La mer de Chine méridionale (MCM) fait l’objet d’intenses convoitises et de revendications notamment par la Chine. Celle-ci pratique une guerre juridique autour du lawfare pour justifier ses actions. Cependant, les résultats semblent mitigés au regard du manque de soutien international.
La Chine et les limites conceptuelles et pratiques de la guerre juridique en mer de Chine méridionale
China and the Conceptual and Practical Limits of the Legal Battle in the South China Sea
The South China Sea is the object of intense covetousness and claims, particularly by China, which is conducting a legal war—lawfare—to justify its actions apparently without great success, given the lack of international support.
L’expression « lawfare » – soit la contraction de « law » et de « warfare » – est fréquemment utilisée dans les écrits sur la mer de Chine méridionale (MCM) pour décrire les activités (légales) de la Chine. À première vue, le terme semble séduisant. Le droit est politisé et fait partie du calcul stratégique des États de la région ; le non-respect du droit de la mer et les tentatives de faire passer des revendications particularistes au mépris de l’État de droit sont caractéristiques des revendications et des actions de la Chine. Cependant, soulever et répondre à deux questions fondamentales – quels types d’activités recouvrent la « guerre du droit » dans les analyses sur la MCM ? Quels sont les résultats de cette guerre juridique menée par la Chine ? – montre que résumer les activités de la Chine sous l’étiquette « lawfare » souffre de limites conceptuelles et pratiques.
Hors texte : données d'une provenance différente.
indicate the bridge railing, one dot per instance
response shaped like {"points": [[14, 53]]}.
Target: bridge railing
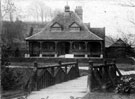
{"points": [[50, 75], [102, 77], [44, 76]]}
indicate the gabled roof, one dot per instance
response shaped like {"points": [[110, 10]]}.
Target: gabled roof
{"points": [[98, 31], [65, 20], [108, 41], [119, 43]]}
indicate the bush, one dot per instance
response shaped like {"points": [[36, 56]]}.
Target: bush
{"points": [[126, 85], [11, 79]]}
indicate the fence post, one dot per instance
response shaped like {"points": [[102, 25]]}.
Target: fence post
{"points": [[90, 76], [52, 70], [114, 61], [60, 63], [36, 76], [77, 68], [105, 72]]}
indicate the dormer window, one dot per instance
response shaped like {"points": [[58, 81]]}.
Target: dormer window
{"points": [[56, 27], [74, 27]]}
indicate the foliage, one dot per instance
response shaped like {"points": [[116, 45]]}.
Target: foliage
{"points": [[126, 85], [15, 78], [11, 79]]}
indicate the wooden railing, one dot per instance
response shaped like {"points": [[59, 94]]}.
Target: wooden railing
{"points": [[103, 76], [50, 75]]}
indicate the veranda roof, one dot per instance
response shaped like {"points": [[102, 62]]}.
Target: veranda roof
{"points": [[65, 20]]}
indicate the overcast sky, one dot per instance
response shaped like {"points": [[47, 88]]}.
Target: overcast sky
{"points": [[100, 13]]}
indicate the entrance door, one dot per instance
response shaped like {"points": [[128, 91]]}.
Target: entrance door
{"points": [[63, 48]]}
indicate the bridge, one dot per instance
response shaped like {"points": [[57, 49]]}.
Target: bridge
{"points": [[63, 81]]}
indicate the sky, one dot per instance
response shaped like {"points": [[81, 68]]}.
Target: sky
{"points": [[100, 13]]}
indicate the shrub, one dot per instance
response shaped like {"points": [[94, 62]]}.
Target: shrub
{"points": [[126, 85], [11, 79]]}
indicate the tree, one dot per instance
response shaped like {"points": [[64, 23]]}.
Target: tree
{"points": [[0, 43], [8, 9], [129, 37]]}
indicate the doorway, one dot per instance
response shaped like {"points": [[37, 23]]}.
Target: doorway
{"points": [[63, 48]]}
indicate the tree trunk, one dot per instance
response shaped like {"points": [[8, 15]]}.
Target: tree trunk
{"points": [[0, 43]]}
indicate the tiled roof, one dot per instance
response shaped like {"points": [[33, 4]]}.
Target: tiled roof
{"points": [[108, 41], [65, 20], [98, 31], [119, 43]]}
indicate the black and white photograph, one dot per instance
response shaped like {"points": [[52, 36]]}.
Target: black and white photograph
{"points": [[67, 49]]}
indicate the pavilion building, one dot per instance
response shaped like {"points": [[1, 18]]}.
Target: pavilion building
{"points": [[67, 36]]}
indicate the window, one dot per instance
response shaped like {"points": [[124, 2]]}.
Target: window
{"points": [[79, 46], [48, 46], [74, 27], [56, 27]]}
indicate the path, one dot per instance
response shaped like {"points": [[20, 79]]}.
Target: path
{"points": [[73, 89]]}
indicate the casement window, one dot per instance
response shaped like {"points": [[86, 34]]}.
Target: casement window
{"points": [[79, 46], [48, 46]]}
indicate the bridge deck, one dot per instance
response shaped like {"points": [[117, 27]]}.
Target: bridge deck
{"points": [[65, 90]]}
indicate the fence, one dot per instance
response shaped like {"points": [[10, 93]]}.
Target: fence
{"points": [[103, 77], [49, 75]]}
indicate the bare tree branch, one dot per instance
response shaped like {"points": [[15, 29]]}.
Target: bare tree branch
{"points": [[129, 3]]}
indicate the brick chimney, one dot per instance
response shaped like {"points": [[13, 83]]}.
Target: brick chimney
{"points": [[67, 8], [79, 12]]}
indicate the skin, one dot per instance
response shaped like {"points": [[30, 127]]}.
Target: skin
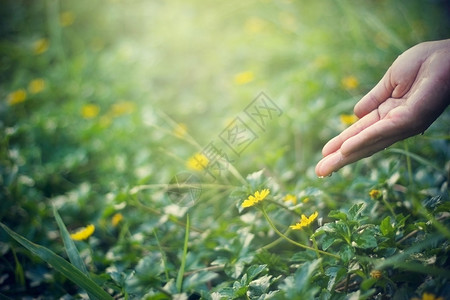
{"points": [[412, 94]]}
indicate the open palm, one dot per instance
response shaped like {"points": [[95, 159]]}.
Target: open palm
{"points": [[411, 95]]}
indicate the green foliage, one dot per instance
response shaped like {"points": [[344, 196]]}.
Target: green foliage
{"points": [[103, 104]]}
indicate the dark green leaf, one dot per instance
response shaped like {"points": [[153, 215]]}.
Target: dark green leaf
{"points": [[61, 265]]}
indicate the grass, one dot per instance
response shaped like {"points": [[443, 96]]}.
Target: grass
{"points": [[129, 114]]}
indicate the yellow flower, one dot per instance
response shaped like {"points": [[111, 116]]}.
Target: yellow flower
{"points": [[16, 97], [116, 219], [66, 18], [244, 77], [350, 82], [429, 296], [256, 198], [376, 274], [180, 130], [305, 221], [121, 108], [197, 162], [375, 194], [254, 25], [90, 111], [83, 233], [36, 85], [40, 46], [290, 198], [348, 119]]}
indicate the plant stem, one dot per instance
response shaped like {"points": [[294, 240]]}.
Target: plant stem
{"points": [[292, 241]]}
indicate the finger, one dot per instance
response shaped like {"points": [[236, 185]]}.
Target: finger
{"points": [[375, 137], [335, 143], [380, 93], [337, 160]]}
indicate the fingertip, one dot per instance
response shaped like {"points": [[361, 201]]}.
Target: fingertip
{"points": [[331, 146], [328, 164]]}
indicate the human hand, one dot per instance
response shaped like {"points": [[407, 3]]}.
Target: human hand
{"points": [[411, 95]]}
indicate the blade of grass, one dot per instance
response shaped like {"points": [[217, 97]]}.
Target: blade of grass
{"points": [[71, 249], [179, 281], [416, 157], [163, 256], [60, 264]]}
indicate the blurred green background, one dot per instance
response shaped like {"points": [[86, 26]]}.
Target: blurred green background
{"points": [[98, 97]]}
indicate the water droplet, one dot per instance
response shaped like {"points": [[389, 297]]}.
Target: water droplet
{"points": [[329, 175]]}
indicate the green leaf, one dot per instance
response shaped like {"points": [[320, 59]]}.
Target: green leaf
{"points": [[254, 271], [338, 215], [60, 265], [366, 239], [71, 249], [183, 258], [355, 210], [386, 227]]}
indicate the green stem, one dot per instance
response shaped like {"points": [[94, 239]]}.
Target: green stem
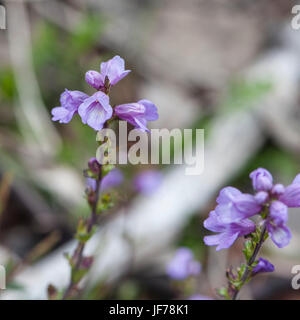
{"points": [[247, 272]]}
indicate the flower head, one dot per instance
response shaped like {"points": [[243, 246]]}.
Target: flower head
{"points": [[69, 101], [291, 194], [262, 179], [263, 265], [113, 70], [96, 110], [276, 224], [137, 113], [183, 265], [228, 231], [147, 181]]}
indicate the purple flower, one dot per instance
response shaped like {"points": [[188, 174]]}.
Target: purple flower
{"points": [[113, 179], [228, 232], [137, 113], [90, 183], [278, 189], [69, 101], [263, 265], [261, 197], [276, 224], [262, 179], [235, 206], [291, 194], [199, 297], [113, 69], [95, 110], [148, 181], [183, 265]]}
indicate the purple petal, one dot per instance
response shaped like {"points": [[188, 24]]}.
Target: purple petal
{"points": [[228, 194], [247, 205], [261, 197], [262, 179], [114, 69], [90, 183], [280, 235], [95, 79], [291, 195], [226, 240], [95, 110], [214, 223], [151, 110], [263, 265], [278, 212], [278, 189], [62, 114]]}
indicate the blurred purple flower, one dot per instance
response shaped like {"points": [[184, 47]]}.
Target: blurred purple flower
{"points": [[262, 179], [263, 265], [137, 113], [261, 197], [70, 101], [291, 194], [228, 232], [183, 265], [276, 224], [148, 181], [95, 110], [113, 69]]}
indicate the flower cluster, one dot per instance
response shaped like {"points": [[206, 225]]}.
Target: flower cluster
{"points": [[95, 110], [230, 219]]}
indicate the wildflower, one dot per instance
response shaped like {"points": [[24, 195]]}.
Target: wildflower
{"points": [[70, 101], [183, 265], [228, 232], [276, 224], [137, 113], [113, 70], [263, 265], [95, 110], [147, 181], [262, 179], [291, 194]]}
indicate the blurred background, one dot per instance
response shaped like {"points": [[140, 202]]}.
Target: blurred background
{"points": [[230, 67]]}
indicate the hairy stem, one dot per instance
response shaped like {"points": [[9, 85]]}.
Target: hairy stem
{"points": [[78, 253], [250, 262]]}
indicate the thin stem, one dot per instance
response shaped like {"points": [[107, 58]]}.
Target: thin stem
{"points": [[250, 262], [78, 253]]}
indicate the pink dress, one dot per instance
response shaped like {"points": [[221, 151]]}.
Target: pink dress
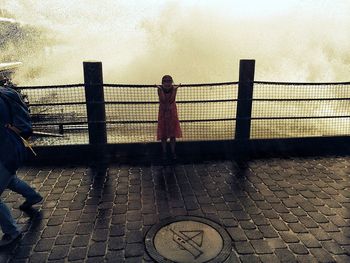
{"points": [[168, 121]]}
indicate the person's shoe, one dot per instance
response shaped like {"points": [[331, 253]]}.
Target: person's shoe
{"points": [[28, 204], [164, 156], [9, 239]]}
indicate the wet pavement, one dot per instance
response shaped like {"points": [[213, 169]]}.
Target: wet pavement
{"points": [[274, 210]]}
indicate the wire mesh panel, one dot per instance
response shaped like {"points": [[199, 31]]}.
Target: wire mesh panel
{"points": [[58, 114], [285, 110], [206, 112]]}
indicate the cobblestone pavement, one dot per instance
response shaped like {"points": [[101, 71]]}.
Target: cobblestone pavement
{"points": [[275, 210]]}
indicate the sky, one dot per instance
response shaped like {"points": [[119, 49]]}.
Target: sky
{"points": [[195, 41]]}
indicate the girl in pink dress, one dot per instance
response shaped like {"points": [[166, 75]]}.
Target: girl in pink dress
{"points": [[168, 121]]}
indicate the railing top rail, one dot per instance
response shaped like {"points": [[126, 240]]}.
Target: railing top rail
{"points": [[51, 86], [301, 83], [182, 85]]}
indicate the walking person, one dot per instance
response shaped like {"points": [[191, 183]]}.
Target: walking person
{"points": [[168, 121], [14, 124]]}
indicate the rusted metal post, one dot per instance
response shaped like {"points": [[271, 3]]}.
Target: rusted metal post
{"points": [[245, 96], [95, 107]]}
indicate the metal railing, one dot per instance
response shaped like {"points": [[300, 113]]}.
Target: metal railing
{"points": [[98, 114]]}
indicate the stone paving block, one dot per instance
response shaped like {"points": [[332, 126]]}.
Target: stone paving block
{"points": [[279, 225], [285, 255], [243, 248], [249, 259], [44, 245], [97, 249], [134, 250], [59, 252], [77, 254], [322, 255], [298, 249], [237, 234], [261, 247], [309, 241]]}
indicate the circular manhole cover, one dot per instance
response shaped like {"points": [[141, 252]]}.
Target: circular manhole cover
{"points": [[188, 239]]}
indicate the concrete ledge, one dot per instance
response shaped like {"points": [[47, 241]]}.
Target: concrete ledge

Lawfare : les limites d’un terme abondamment utilisé
La « guerre du droit » a été définie à l’origine comme « la stratégie consistant à utiliser – ou à abuser – du droit en remplacement des moyens militaires traditionnels pour atteindre un objectif opérationnel » (1). Malgré cette définition, la littérature n’a pas permis de dégager un consensus sur les types d’activités qui relèvent de la lawfare, ni sur la question de savoir si celle-ci renvoie à une pratique normativement négative, neutre ou pertinente (2). L’idée que les chercheurs ont « perdu le contrôle du concept de lawfare » (3) s’applique sans doute à la MCM, où de nombreuses initiatives très diverses ont été qualifiées de lawfare. Il s’agit de phénomènes aussi divers que la caractérisation des activités juridiques de la Chine, l’engagement par les Philippines d’une procédure arbitrale contre la Chine, la demande conjointe de la Malaisie et du Vietnam d’une extension du plateau continental et les opérations navales américaines conduites dans la zone sous l’appellation de « liberté de navigation ».
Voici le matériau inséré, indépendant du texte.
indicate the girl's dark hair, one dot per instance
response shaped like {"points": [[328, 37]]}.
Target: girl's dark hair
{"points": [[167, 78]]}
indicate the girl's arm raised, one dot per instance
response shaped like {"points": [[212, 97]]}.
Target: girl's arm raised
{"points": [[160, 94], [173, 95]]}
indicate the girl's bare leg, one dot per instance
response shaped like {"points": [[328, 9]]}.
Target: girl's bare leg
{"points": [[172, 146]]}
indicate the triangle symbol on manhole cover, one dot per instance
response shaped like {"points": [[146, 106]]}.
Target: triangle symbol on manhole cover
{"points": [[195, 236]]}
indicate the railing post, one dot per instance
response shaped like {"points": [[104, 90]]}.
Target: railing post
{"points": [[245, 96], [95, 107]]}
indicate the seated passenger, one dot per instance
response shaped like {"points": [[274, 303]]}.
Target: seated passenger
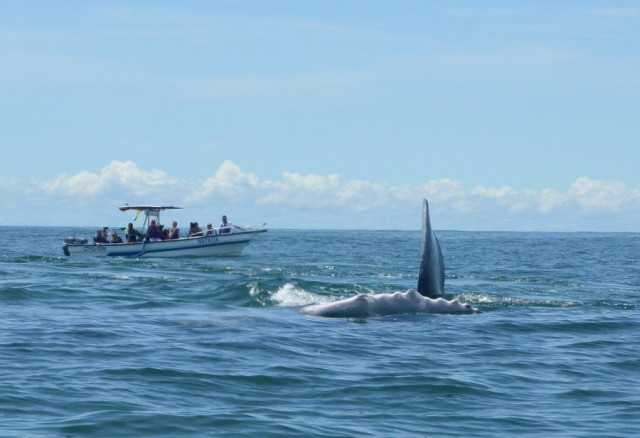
{"points": [[174, 231], [131, 234], [194, 230], [99, 238], [153, 232], [227, 227]]}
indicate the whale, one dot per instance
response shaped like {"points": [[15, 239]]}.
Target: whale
{"points": [[428, 297]]}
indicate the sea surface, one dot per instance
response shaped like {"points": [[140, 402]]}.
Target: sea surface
{"points": [[95, 347]]}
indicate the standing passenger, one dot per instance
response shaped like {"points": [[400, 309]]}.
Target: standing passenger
{"points": [[174, 231]]}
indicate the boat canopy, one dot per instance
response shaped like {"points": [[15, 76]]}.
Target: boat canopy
{"points": [[148, 207], [151, 212]]}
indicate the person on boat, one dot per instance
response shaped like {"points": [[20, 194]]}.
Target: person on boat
{"points": [[194, 230], [210, 231], [227, 227], [153, 232], [106, 234], [131, 234], [99, 237], [115, 238], [174, 231]]}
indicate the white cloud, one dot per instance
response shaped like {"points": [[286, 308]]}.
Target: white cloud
{"points": [[326, 201], [119, 177]]}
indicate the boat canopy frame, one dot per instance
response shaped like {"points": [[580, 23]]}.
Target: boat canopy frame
{"points": [[151, 212]]}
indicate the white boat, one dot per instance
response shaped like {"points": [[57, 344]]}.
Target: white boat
{"points": [[219, 242]]}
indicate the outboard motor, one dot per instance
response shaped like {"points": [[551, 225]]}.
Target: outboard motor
{"points": [[75, 241]]}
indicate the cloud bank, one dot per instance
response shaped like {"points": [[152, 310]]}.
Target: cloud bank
{"points": [[319, 201]]}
Les activités de la Chine dans le domaine juridique ont régulièrement été qualifiées de lawfare. Ces activités peuvent être caractérisées par une utilisation instrumentale de revendications délibérément ambiguës (« droits historiques ») qui servent de couverture pour modifier le statu quo factuel (4). L’insistance de la Chine sur des revendications si excessives qu’elles multiplieraient les droits normaux découlant de l’application de la Convention des Nations unies sur le droit de la mer (CNUDM) remet en question l’effet contraignant de celle-ci sur la Chine. L’utilisation par la Chine d’un langage juridique pour défendre ces revendications ne semble pas s’inscrire dans la recherche d’une interprétation universellement acceptée de l’état de droit en mer. Si certains chercheurs voient dans les activités de la Chine des tentatives de promotion d’une vision différente du droit de la mer (5), cette vision n’est qu’une demande de revendications particularistes. Plutôt que de promouvoir une réécriture globale du droit de la mer, la Chine tente de faire valoir des revendications particulières motivées par une vision historique de la ligne en neuf traits qui sert de base à des revendications qu’elle souhaite voir adopter par les États d’Asie du Sud-Est et du Pacifique occidental. La portée de ces revendications particularistes est telle qu’elles bouleverseraient les équilibres fondamentaux qui sous-tendent la CNUDM ; par exemple, le fait qu’aucun État n’est autorisé à revendiquer des droits maritimes au-delà des limites normales ou résultant d’un équilibre des droits entre les États côtiers et les États utilisateurs. Mais même après trois décennies de différends en mers de Chine méridionale et orientale, aucune vision chinoise alternative du droit de la mer au-delà des revendications particularistes n’a émergé.